Nick Jackson is a 2017 WWCC EV Alumnus and the Laboratory Technician at Long Shadows Vintners in Walla Walla, WA. He has a passion for wine chemistry, and is Washington through and through.

Gene Hoffman (GH): Can you please update me on some basic information, including your date of graduation from the EV program, current employer and position?
Nick Jackson (NJ): I graduated from the EV program at WWCC in June 2017. I am currently employed at Long Shadows Vintners as the Laboratory Technician.

GH: How did you get into wine?
NJ: When I was younger I watched the movie Bottle Shock (RIP Alan Rickman). The whole aspect of grapes to wine and winemaking in general captivated me, and from that point I pursued winemaking as a career. I worked with my counselor and teachers in high school to get into WSU to study winemaking. After about a year at WSU, I moved to Walla Walla and started classes at WWCC in Fall of 2014.

GH: Is there someone in the EV world that you admire, including fellow EV alums?
NJ: Gilles Nicault. I have the amazing opportunity to work with him at Long Shadows. His 30 years of French, American, and other styles of winemaking have really left an impression on me. I believe I learned more at Long Shadows in 5 years than all my previous years combined. Gilles is a really genuine guy with incredible experience in the wine industry that showcases his winemaking practices and the quality of the wine.

GH: What’s special to you about working in the wine industry?
NJ: Honestly, it’s just the fact that we get to experience the exciting and unique process of turning grapes into wine. This transformative process is what brings me joy in winemaking. It starts in the vineyard and every single vintage is completely different. Next to that I love the production side of the wine industry; there is so much to do and it’s never the same thing. As soon as you start bottling season, that lasts for a little while and we transition back into testing, racking, and filtering. We are never doing the same thing for too long before we get tired of it. Even harvest is only a couple months long until we get into malic season.

GH: What is your favorite part of your job?
NJ: I was never big into science in school and even in the wine program. Having hands-on experience in the winery lab has made me fall in love with wine chemistry. All my daily tasks are different forms of wine tests I find extremely enjoyable, and it’s a great place to broaden my education and learn new things. In addition to the lab work, I also get to be in-charge of wine filtration. Having the responsibility of that being my domain is pretty cool. It’s interesting to see how a wine can change during the filtration process, the stability of the wine afterwards, and helping make it age-worthy for 10+ years.

GH: What are some of the challenges you’ve faced in the industry?
NJ: The hardest part for me is keeping track of the differences between vintages. Every vintage has been so widely different with climate change affecting it; I always have to be on my toes for things coming in differently.  

GH: What do you think differentiates and excites you about Washington wine?
NJ: What excites me the most is that we can literally make all styles of winemaking here. Washington has such a broad spectrum of environments for grapes to thrive in. We have dry farming on the Blue Mountains. We have Red Mountain, hotter than anywhere else. We have unique Wahluke slope; hot but with the river effect. Winemaking in this state as a whole takes inspiration from so many different regions. That’s exactly what Long Shadows does; we showcase that Washington is on par with everyone else in the world, and that we can do it all. 

GH: How do you foresee climate change or social issues affecting the local industry in the next few years?
NJ: Short term it’s hard to see what climate change will do to us, maybe contribute to that wide vintage variation that I mentioned earlier. Long term its apparent we are getting hotter, higher alcohol. Spring is getting pushed back more and more, which delays budbreak and harvesting and can push us into frost. Barrel prices each year keep going up, but as an industry we don’t often raise the price of our products. That’s going to cause some friction in wine production. The industry might be looking at more tank ferments with staves as opposed to barrels or focusing on specific cooperages, just the ones we like the most. The danger of smoke, the danger of frost, these are big factors right now.

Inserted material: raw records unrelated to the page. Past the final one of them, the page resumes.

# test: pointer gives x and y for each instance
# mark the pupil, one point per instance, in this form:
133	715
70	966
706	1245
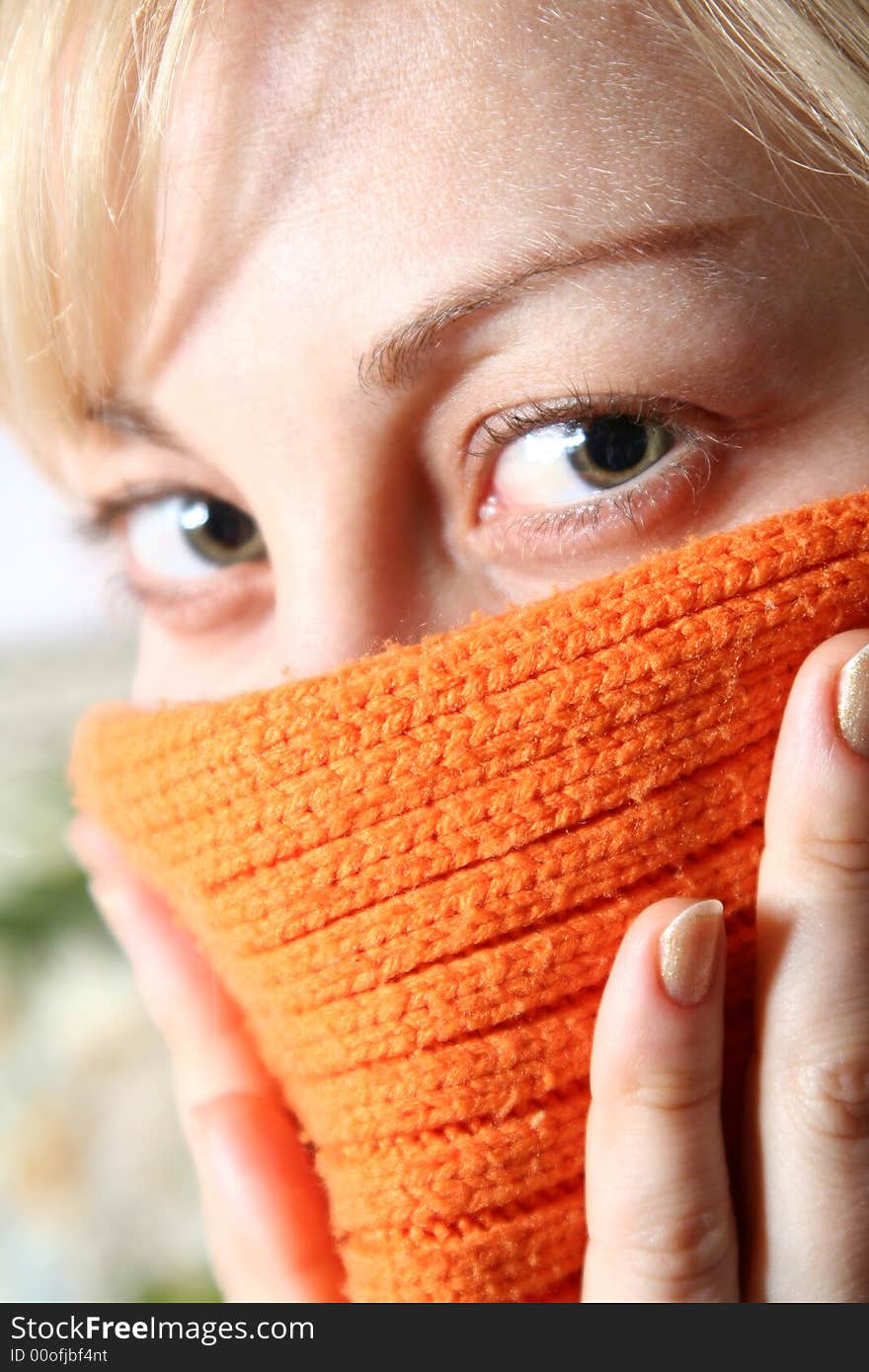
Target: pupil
616	443
217	526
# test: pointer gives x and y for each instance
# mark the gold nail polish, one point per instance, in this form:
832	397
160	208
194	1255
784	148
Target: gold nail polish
686	953
853	703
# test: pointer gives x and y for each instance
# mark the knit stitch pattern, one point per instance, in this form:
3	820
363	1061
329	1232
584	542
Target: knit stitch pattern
414	873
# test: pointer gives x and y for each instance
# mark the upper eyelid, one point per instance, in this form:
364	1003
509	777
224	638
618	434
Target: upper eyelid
502	426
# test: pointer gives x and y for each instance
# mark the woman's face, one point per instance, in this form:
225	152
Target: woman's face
460	303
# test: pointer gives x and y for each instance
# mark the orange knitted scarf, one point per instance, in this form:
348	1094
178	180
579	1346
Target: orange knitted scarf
414	873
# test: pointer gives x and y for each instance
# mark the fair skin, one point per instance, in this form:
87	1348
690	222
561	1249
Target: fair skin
375	159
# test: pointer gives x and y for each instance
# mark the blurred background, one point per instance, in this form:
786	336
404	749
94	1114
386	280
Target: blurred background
98	1199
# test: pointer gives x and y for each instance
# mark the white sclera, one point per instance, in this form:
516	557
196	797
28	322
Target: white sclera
535	470
158	544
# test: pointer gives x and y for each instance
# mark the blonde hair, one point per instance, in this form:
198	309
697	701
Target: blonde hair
78	173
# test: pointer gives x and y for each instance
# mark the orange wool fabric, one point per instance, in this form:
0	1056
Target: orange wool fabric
414	875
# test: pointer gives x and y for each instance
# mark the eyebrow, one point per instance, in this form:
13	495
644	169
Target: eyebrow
397	358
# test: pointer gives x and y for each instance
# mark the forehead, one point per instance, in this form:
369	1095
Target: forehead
345	161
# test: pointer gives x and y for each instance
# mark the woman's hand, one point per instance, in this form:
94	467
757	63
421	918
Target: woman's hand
658	1195
264	1207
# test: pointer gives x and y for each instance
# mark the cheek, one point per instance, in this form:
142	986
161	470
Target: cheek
203	665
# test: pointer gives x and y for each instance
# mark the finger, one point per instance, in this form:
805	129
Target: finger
264	1206
812	1151
658	1203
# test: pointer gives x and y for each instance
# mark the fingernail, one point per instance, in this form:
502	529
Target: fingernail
109	901
688	950
853	703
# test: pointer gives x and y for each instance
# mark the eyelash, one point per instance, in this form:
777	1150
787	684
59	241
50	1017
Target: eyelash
527	533
531	530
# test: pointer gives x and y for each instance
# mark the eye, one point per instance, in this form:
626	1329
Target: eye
184	535
562	463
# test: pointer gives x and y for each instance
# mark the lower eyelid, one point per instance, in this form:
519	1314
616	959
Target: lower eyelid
574	530
231	595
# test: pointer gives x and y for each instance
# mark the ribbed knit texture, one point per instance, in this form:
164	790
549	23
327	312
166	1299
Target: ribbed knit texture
414	875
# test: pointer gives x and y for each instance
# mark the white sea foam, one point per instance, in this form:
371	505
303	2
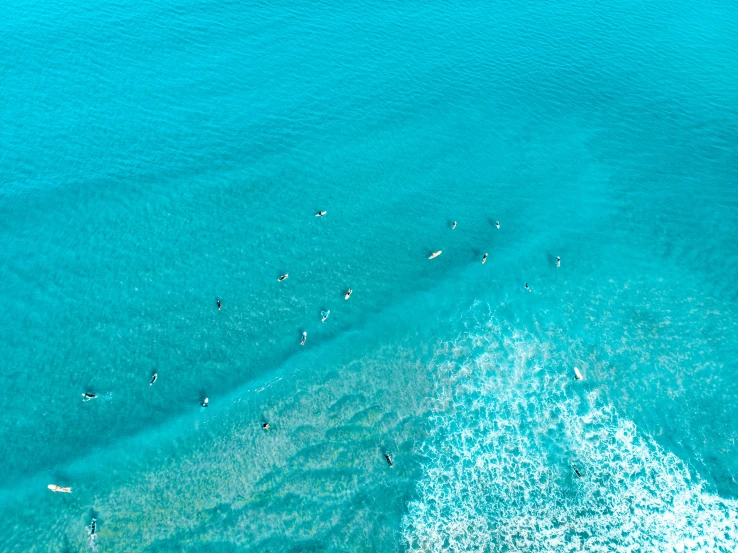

GH: What are some up-and-coming trends in wine that you’re following?
NJ: I am really interested in low intervention style winemaking. Not natural wines per se, but the lighter style of winemaking. It’s very different than what Washington and California are used to with the big heavy reds. The low intervention brings us more into an old world, lighter style. I also have a major interest in skin-contact whites; I think they add unique substance and body to what you traditionally get in white wines. As for dessert wines, I’ve always had a passion for fortified reds, and I’ve long dreamed of doing a fortified malbec. I think malbec with its profile can do unique things with that style.

GH: What advice can you share with future EV graduates?
NJ: Don’t rush it too much and jump the gun. Take this chance as a student and a new graduate to experience all the different styles of winemaking, not just in the state, but what the industry as a whole has to offer you. If I had the chance, I would have loved to have traveled internationally to work in some different regions.